He was born to father Luigi (1812-1881), who was a painter of sacred subjects. His brother, also named Luigi Postiglione and his nephew, and Luigi's son, Luca (1876-1936) were also painters. He studied at the Neapolitan Institute of Fine Arts under his uncle, Raffaele (1818-1897). and Domenico Morelli.

At the Institute of Fine Arts there were youthful works on biblical subjects by Salvatore, but Morelli was to be a strong influence on his style and subject matter. Like Morelli, his religious subject matter often focused on the mystical and morbid spirituality, as exemplified by his canvas of San Pier Damiani at the bedside of a dead Countess Adelaide of Turin, Marquesa of Susa (1887).

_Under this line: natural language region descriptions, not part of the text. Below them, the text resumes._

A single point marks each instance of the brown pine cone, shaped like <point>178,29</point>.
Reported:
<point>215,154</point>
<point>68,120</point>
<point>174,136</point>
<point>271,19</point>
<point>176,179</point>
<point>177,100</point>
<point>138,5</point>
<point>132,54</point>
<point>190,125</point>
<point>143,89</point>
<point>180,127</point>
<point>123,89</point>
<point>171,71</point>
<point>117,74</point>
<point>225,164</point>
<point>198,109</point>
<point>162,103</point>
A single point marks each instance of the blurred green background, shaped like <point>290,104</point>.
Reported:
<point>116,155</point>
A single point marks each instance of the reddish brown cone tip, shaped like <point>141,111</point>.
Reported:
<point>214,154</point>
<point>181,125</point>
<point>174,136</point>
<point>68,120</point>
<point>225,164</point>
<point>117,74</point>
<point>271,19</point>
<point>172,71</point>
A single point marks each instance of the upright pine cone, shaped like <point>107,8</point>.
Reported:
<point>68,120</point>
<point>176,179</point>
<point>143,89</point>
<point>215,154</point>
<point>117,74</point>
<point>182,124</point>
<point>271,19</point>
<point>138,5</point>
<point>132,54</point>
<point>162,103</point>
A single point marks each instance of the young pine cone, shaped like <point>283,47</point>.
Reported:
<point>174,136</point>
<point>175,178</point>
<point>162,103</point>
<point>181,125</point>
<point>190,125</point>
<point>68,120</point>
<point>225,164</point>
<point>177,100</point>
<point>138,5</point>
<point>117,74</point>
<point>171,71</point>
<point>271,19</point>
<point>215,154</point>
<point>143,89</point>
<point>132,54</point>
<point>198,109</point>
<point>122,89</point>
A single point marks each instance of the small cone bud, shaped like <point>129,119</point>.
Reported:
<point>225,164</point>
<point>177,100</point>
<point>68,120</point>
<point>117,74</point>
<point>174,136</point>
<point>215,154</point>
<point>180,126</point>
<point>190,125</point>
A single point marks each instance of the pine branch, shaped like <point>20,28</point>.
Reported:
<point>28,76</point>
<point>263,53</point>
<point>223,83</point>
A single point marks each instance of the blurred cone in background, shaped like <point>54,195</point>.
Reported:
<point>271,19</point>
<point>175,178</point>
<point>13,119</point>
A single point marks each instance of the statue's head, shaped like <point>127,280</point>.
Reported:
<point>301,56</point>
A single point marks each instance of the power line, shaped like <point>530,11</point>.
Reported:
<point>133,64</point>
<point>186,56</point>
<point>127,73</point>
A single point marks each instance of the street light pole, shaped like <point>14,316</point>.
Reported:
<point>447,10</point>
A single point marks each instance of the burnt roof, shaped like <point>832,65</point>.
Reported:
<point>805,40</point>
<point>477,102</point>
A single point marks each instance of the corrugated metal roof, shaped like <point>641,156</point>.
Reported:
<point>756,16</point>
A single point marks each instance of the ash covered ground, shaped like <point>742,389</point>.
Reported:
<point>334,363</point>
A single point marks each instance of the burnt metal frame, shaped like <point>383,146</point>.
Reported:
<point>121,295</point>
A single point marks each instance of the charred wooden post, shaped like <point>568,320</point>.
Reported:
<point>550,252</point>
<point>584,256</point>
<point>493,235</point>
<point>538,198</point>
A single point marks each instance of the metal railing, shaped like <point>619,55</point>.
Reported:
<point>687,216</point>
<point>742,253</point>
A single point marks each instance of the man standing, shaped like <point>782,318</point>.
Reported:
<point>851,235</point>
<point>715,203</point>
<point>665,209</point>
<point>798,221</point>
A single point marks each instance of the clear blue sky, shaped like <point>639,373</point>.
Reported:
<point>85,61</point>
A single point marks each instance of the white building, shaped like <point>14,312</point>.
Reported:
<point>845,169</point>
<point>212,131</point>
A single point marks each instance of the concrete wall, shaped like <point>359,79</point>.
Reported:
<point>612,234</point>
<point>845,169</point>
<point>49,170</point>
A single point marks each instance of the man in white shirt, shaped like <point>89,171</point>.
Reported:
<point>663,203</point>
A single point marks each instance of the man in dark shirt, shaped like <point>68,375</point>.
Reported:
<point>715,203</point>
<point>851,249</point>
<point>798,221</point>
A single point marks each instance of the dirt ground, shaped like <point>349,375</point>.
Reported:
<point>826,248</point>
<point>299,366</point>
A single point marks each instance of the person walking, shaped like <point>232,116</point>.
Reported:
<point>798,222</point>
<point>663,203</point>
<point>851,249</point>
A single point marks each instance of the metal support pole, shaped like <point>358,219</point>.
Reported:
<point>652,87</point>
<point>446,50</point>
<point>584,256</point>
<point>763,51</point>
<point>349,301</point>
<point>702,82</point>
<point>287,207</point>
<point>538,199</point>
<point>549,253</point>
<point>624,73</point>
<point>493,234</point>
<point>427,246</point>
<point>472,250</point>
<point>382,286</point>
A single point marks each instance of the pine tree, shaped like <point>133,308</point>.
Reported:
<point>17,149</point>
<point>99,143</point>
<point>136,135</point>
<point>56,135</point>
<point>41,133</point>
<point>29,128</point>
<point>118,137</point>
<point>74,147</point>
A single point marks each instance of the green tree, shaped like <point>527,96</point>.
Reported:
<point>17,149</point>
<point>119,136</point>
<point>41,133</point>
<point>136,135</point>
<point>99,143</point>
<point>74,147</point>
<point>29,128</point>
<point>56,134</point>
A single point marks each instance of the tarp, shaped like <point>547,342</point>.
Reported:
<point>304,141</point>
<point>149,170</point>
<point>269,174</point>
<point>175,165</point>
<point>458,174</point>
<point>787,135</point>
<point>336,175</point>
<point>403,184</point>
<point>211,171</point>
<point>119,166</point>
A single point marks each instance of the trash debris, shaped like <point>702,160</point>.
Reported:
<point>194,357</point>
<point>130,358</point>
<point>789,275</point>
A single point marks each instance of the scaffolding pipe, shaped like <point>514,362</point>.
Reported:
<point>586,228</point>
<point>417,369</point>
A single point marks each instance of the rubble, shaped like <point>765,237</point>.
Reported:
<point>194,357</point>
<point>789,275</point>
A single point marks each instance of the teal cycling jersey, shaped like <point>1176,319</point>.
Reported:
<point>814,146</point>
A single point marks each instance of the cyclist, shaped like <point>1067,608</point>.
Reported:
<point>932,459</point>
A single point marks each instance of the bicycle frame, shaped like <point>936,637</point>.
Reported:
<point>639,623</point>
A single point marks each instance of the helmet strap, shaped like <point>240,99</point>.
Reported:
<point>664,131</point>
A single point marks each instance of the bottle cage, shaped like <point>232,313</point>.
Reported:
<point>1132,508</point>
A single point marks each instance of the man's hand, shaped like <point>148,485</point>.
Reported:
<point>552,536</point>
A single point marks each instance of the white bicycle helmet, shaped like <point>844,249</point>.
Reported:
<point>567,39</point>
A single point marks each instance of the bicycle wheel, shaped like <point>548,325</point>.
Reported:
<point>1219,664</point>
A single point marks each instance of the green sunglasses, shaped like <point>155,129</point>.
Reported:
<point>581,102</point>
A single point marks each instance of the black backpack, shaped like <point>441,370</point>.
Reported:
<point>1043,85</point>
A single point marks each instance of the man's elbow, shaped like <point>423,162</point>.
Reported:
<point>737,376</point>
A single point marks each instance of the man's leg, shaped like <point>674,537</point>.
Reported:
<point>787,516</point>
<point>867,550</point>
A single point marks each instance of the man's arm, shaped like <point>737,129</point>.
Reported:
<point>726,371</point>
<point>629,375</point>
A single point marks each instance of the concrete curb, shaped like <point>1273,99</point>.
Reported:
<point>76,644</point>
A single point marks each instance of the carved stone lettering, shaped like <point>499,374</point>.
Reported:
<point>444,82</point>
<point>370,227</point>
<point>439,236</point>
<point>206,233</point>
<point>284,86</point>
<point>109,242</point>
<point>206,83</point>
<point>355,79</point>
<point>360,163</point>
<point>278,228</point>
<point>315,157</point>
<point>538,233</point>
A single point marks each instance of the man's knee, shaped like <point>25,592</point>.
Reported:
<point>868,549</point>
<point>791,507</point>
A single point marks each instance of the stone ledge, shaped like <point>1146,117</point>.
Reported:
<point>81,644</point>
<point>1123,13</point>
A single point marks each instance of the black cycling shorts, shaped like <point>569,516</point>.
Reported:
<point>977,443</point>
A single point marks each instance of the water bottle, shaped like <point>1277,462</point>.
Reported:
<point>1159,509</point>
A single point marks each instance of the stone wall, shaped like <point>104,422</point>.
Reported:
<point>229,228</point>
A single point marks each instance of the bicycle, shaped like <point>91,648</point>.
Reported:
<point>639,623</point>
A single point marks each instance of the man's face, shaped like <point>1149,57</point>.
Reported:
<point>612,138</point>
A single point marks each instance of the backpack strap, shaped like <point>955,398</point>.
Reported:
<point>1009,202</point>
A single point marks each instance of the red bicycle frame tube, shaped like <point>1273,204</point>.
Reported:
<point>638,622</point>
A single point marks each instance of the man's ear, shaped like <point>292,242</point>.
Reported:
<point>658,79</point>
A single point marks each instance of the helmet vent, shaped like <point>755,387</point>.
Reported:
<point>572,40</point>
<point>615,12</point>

In 1883 at Rome, he exhibited: Anche tu fosti sposa and Maria! che incontrò assai. In 1881 at Turin, he exhibited: Arnaldo da Brescia and Pope Adrian IV; at the 1887 National Exhibition at Venice, he displayed the San Pier Damiano canvas, and a Portrait del mio maestro. Another painting by Postiglione titled Kyrie eleison was exhibited at Naples. He also frescoed the hall of the Palazzo della Borsa of Naples, and of Castello Miramare in Trieste.